Here's the mechanism, stripped of the marketing. Every lithium-ion battery moves lithium ions between two electrodes through a medium called the electrolyte. In the cells in your phone and most EVs today, that electrolyte is a liquid — and it's flammable. A solid-state battery does one thing differently: it replaces that liquid with a solid material that ions can still travel through. Everything else about the why-it-matters follows from that single substitution.
The substitution is harder than it sounds, which is why it's patentable. One leading family of solid electrolytes is sulfide-based, and Toyota's grant US11532837B2, "Sulfide solid electrolyte particles and all-solid-state battery," describes the material and how to make it into a working cell. Toyota's earlier grant US10396394B2 covers a method for actually producing such a battery — and the existence of a separate process patent is itself a tell that the manufacturing is the hard part.
Here's what the patents actually fence off, and it's worth being precise: a claim covers a specific material composition or process step, not the entire idea of "solid-state." LG Chem's grant US10854912B2, "Sulfide-based solid electrolyte and all-solid-state battery applied therewith," stakes out a different composition in the same chemistry family. Multiple major players holding adjacent sulfide-electrolyte patents tells you this is a contested space where the winner is decided at the materials level, not the press release.

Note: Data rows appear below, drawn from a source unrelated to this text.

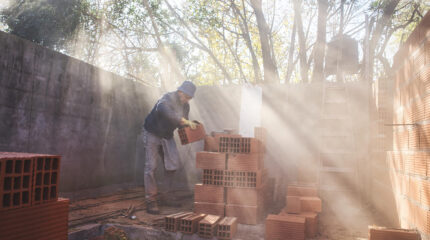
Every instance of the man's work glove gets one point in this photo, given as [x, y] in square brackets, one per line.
[189, 123]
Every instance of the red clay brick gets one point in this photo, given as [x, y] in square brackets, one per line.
[244, 179]
[208, 226]
[45, 178]
[209, 208]
[190, 223]
[279, 226]
[227, 228]
[173, 221]
[16, 170]
[245, 214]
[311, 204]
[425, 193]
[245, 162]
[303, 191]
[188, 135]
[211, 145]
[214, 177]
[422, 220]
[414, 189]
[293, 204]
[382, 233]
[208, 193]
[245, 196]
[211, 160]
[45, 221]
[239, 145]
[311, 222]
[420, 163]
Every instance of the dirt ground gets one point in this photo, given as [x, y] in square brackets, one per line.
[119, 207]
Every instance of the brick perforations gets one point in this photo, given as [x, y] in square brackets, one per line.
[211, 160]
[45, 221]
[172, 222]
[45, 179]
[227, 228]
[245, 196]
[189, 224]
[210, 208]
[208, 226]
[245, 162]
[280, 226]
[15, 179]
[208, 193]
[188, 135]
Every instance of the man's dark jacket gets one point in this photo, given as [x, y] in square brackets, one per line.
[166, 115]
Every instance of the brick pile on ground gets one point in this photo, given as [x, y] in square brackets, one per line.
[299, 218]
[205, 225]
[383, 233]
[29, 203]
[234, 177]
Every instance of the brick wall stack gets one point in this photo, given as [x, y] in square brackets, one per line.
[299, 218]
[29, 203]
[408, 162]
[234, 177]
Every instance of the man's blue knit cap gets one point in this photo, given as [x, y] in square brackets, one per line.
[188, 88]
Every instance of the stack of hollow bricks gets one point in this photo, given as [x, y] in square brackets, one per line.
[29, 204]
[299, 219]
[409, 162]
[233, 177]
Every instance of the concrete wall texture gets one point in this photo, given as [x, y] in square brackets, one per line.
[52, 103]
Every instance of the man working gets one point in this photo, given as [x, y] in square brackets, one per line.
[169, 113]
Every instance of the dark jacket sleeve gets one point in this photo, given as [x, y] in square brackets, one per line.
[165, 108]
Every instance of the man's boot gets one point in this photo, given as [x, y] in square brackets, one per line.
[167, 199]
[152, 207]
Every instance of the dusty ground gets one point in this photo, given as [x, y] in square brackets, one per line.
[349, 224]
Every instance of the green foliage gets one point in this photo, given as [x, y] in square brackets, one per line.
[49, 23]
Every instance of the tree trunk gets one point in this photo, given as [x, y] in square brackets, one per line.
[388, 12]
[291, 54]
[318, 74]
[304, 68]
[245, 33]
[270, 70]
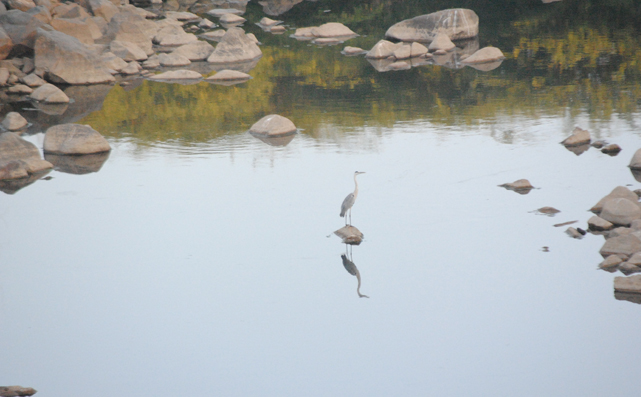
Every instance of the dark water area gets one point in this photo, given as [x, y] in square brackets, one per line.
[196, 258]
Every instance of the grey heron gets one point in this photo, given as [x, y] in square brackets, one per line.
[349, 200]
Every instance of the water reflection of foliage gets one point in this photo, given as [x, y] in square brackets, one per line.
[593, 69]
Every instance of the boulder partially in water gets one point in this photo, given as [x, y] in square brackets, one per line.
[273, 125]
[235, 46]
[457, 24]
[74, 139]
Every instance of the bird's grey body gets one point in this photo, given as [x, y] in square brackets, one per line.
[349, 201]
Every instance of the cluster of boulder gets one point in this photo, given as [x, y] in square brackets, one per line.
[430, 39]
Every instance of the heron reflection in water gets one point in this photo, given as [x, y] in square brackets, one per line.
[348, 203]
[353, 270]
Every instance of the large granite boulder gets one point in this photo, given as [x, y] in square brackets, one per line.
[620, 211]
[457, 24]
[22, 28]
[131, 28]
[75, 28]
[64, 59]
[235, 46]
[273, 125]
[19, 158]
[74, 139]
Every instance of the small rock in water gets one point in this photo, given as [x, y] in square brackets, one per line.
[574, 233]
[272, 125]
[14, 121]
[14, 391]
[612, 149]
[611, 263]
[521, 186]
[579, 137]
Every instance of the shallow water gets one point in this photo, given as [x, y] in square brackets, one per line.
[197, 259]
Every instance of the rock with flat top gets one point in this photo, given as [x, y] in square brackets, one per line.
[272, 125]
[49, 93]
[74, 139]
[579, 137]
[235, 46]
[13, 121]
[457, 24]
[623, 246]
[441, 42]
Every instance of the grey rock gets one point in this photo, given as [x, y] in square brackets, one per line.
[49, 93]
[623, 246]
[599, 224]
[64, 59]
[25, 154]
[235, 46]
[620, 211]
[74, 139]
[457, 24]
[579, 137]
[617, 192]
[196, 51]
[273, 125]
[13, 121]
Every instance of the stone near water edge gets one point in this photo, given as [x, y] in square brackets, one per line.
[178, 75]
[15, 391]
[127, 51]
[235, 46]
[228, 75]
[14, 121]
[20, 89]
[196, 51]
[417, 50]
[382, 49]
[26, 154]
[612, 149]
[332, 29]
[441, 42]
[617, 192]
[635, 162]
[628, 284]
[599, 224]
[32, 80]
[579, 137]
[112, 61]
[620, 211]
[74, 139]
[219, 12]
[402, 51]
[352, 51]
[457, 24]
[173, 59]
[399, 65]
[63, 59]
[49, 93]
[610, 263]
[269, 22]
[624, 246]
[232, 19]
[272, 125]
[485, 55]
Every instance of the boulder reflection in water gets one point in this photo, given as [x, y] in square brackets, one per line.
[78, 165]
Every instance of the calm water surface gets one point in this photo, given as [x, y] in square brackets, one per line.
[197, 260]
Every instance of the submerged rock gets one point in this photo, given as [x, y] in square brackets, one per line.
[74, 139]
[579, 137]
[457, 24]
[273, 125]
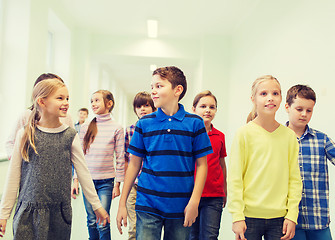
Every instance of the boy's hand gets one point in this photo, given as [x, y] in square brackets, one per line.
[239, 229]
[191, 213]
[102, 216]
[3, 223]
[121, 218]
[288, 229]
[116, 190]
[74, 189]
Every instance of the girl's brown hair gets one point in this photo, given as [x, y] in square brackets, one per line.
[92, 127]
[253, 114]
[41, 90]
[204, 94]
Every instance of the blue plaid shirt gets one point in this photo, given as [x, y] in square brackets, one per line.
[315, 148]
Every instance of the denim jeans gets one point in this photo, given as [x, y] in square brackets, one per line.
[149, 227]
[207, 224]
[271, 229]
[302, 234]
[104, 190]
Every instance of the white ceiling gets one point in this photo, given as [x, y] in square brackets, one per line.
[177, 19]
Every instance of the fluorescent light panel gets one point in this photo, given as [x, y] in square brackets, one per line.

The hard part the announcements skip is contact. In a liquid cell, the electrolyte flows into every pore and crevice, so ions always have a path. A solid can't do that — press two solids together and you get gaps at the microscopic scale, and gaps are resistance. Much of the engineering in these grants is about maintaining intimate solid-solid contact through manufacturing and through the swelling and shrinking that happens every charge cycle. That's why a solid-state cell that works in a lab coupon is not the same as one you can build a million times on a line.
Why does this matter beyond chemistry trivia? Because solid-state is the technology most often invoked to promise longer EV range and faster charging, and the gap between the demo and the gigafactory is exactly the gap between a materials patent and a process patent. The document, not the press release: when a company says it has "solid-state breakthrough" IP, the useful question is whether it owns the process to make the cell at scale, not just the material that works once.
So the next time solid-state comes up as the thing that will change everything, hold two facts together. The mechanism is real and the safety and density upside is real — that's what the electrolyte patents claim. And the manufacturing is unsolved enough that the same companies are patenting how to build the cell, not just what's in it. Both are in the record.